En réunissant sous la même formule habiletés sociales, résolution de conflits, entraide entre pairs et supervision des adultes, les programmes de médiations par les pairs offrent des perspectives d’intervention intéressantes à étudier auprès des élèves qui manifestent des troubles de comportement. Nous avons cependant besoin de mieux connaître l’implication de ces derniers aux programmes de médiation par les pairs tels qu’implantés actuellement dans les écoles. Les travaux de Hébert (2000) apportent un début d’éclairage dans ce champ d’étude mais, comme il le suggère, plusieurs paramètres doivent être mieux contrôlés si l’on veut obtenir une mesure plus juste des effets produits sur ces élèves.
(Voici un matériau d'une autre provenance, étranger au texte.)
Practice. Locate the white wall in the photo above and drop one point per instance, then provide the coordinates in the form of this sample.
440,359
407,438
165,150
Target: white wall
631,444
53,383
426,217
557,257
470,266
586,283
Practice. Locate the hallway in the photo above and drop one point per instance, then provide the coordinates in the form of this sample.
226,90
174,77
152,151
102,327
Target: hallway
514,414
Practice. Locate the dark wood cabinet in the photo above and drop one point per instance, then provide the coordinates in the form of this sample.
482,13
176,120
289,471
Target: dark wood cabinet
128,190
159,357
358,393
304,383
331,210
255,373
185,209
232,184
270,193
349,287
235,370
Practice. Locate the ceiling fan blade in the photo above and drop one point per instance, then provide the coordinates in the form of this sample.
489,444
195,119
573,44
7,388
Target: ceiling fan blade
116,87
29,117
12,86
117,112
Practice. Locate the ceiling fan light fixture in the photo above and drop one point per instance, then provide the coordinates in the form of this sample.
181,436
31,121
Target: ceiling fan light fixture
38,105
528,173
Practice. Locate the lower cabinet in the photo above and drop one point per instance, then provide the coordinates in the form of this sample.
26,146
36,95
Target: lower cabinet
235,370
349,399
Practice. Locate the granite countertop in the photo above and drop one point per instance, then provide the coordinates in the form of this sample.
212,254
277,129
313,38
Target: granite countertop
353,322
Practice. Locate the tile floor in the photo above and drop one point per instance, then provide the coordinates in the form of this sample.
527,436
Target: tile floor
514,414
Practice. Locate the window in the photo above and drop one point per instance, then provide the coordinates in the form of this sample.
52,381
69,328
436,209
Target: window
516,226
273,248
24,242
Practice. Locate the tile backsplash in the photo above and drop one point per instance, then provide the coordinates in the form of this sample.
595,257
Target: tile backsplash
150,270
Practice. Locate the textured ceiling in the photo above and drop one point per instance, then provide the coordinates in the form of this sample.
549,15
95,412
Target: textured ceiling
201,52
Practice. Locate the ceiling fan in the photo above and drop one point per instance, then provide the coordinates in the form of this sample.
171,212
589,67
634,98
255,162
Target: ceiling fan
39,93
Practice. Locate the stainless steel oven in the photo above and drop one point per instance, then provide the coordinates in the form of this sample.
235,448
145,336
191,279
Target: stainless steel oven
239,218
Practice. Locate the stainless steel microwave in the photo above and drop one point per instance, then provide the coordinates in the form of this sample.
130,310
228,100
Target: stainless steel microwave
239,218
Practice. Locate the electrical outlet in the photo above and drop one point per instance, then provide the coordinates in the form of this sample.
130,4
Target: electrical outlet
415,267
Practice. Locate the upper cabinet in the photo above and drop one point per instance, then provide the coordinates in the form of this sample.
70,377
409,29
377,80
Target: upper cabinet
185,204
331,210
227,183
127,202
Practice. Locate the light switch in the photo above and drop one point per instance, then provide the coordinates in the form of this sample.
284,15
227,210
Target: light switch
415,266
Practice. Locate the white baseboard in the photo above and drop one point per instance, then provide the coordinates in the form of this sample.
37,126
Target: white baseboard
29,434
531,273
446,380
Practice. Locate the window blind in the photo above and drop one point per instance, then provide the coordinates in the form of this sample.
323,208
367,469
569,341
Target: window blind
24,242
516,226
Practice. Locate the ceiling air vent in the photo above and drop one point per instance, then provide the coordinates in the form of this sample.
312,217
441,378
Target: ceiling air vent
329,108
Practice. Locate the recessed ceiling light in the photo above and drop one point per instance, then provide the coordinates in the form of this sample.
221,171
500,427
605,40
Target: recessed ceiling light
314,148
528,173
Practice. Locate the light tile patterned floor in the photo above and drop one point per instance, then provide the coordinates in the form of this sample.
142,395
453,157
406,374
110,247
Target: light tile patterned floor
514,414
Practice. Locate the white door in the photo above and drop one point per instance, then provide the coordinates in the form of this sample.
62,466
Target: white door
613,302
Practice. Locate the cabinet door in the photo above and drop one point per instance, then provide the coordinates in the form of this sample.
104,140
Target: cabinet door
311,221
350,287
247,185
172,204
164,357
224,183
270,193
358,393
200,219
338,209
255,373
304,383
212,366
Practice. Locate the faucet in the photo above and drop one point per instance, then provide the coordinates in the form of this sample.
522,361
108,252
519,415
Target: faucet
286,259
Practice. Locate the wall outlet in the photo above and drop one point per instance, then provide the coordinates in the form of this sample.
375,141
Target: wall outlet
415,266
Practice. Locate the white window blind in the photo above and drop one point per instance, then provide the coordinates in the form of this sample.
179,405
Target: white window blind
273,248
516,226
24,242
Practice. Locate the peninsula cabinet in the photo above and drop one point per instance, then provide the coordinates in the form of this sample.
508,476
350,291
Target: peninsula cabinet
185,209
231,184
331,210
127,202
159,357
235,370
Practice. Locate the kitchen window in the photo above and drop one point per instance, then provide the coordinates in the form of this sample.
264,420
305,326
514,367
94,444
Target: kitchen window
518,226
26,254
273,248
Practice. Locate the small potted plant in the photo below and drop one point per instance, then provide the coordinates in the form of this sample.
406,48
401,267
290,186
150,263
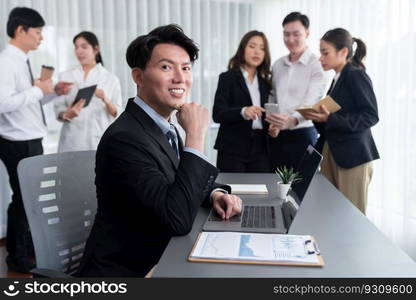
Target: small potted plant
287,176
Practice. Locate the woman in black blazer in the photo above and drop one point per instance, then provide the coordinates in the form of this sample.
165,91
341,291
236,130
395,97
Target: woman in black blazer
238,107
345,138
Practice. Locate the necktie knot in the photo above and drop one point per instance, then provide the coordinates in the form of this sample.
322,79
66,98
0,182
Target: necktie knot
171,135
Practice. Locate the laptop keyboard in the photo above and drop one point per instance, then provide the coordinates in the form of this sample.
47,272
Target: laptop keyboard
258,217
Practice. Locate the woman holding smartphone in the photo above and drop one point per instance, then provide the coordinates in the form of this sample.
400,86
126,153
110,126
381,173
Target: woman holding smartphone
238,106
345,138
83,126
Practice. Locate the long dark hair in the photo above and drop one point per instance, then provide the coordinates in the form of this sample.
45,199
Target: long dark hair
341,38
91,39
237,61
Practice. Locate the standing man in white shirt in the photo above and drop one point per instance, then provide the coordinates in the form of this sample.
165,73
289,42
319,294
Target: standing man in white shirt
22,122
298,80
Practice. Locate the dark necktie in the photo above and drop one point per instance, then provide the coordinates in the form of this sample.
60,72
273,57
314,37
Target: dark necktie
32,80
171,135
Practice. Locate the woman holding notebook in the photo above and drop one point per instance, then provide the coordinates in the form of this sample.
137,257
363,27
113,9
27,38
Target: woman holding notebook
345,140
83,125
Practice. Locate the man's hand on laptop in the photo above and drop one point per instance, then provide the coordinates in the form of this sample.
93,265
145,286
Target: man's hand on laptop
226,205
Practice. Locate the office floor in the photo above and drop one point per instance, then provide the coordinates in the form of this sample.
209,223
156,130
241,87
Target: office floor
3,266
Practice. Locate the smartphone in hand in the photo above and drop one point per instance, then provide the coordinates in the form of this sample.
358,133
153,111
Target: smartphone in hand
271,108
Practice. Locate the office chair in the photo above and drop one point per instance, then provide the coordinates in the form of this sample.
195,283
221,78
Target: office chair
60,201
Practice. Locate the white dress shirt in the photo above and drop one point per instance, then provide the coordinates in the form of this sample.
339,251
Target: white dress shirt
20,111
84,131
254,90
295,84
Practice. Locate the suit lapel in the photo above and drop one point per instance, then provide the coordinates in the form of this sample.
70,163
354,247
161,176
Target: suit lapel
341,78
242,83
153,130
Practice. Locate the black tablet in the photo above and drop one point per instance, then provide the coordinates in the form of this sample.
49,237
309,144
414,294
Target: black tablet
85,93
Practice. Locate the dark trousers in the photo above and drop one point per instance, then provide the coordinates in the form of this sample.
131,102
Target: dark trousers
257,161
19,240
289,146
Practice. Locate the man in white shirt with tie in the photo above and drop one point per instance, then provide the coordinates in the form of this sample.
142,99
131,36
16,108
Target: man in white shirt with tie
298,80
22,122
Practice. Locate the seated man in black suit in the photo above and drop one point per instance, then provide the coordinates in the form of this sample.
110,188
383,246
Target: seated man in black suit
149,185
On doit maintenant se pencher sur des moyens nous permettant d’évaluer l’implication réelle des élèves en difficulté dans ces programmes. De plus, des interventions s’étalant sur plus d’une année s’avèrent nécessaires afin de mesurer l’effet durable des interventions effectuées. Finalement, le choix d’instruments de mesures standardisés, l’utilisation de groupes témoins et de moyens pour assurer l’intégrité des interventions permettront aux prochaines études de repousser les limites méthodologiques qui nous empêchent actuellement de généraliser les résultats de la recherche dans le domaine.